Skills assessments instead of background checks as the first filter
Paid trial periods instead of probation threats
Mentorship programs instead of "cultural fit" interviews
Clear paths to advancement instead of dead-end roles
Support systems for people who might need help with transportation, childcare, or reentry resources
This isn't charity. This is smart business.
The companies winning the next decade aren't the ones with the strictest hiring policies. They're the ones brave enough to see talent where others see risk.
My Final Word
Manufacturing was built by people society threw away.
Immigrants. Dropouts. People running from something or running toward something better.
We took them. We trained them. We gave them dignity and a paycheck.
That's what made American manufacturing great.
Now we're trying to gentrify the shop floor. Make it respectable. Keep it clean. Hire only people who look good on LinkedIn.
And we're dying because of it.
The talent is out there. 70 million Americans with records. Millions more in communities we've ignored. Single parents. Veterans. People who just need someone to take a chance.

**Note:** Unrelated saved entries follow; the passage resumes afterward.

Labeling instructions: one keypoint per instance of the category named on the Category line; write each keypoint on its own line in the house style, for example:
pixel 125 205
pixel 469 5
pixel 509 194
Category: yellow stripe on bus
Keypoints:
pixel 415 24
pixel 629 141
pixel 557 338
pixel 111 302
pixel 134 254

They don't need your pity. They need your courage.
Stop hiding behind "best practices" and "industry standards."
Stop pretending the barrier is talent when the barrier is fear.
Open the door. Train them. Let them prove you right.
Because the shop floor is supposed to be the last place in America where your past doesn't matter.
Let's keep it that way.
Drew "The MFG" Crowe is a two-time felon who became a manufacturing workforce leader. He's proof that the people you're screening out might be exactly who you need.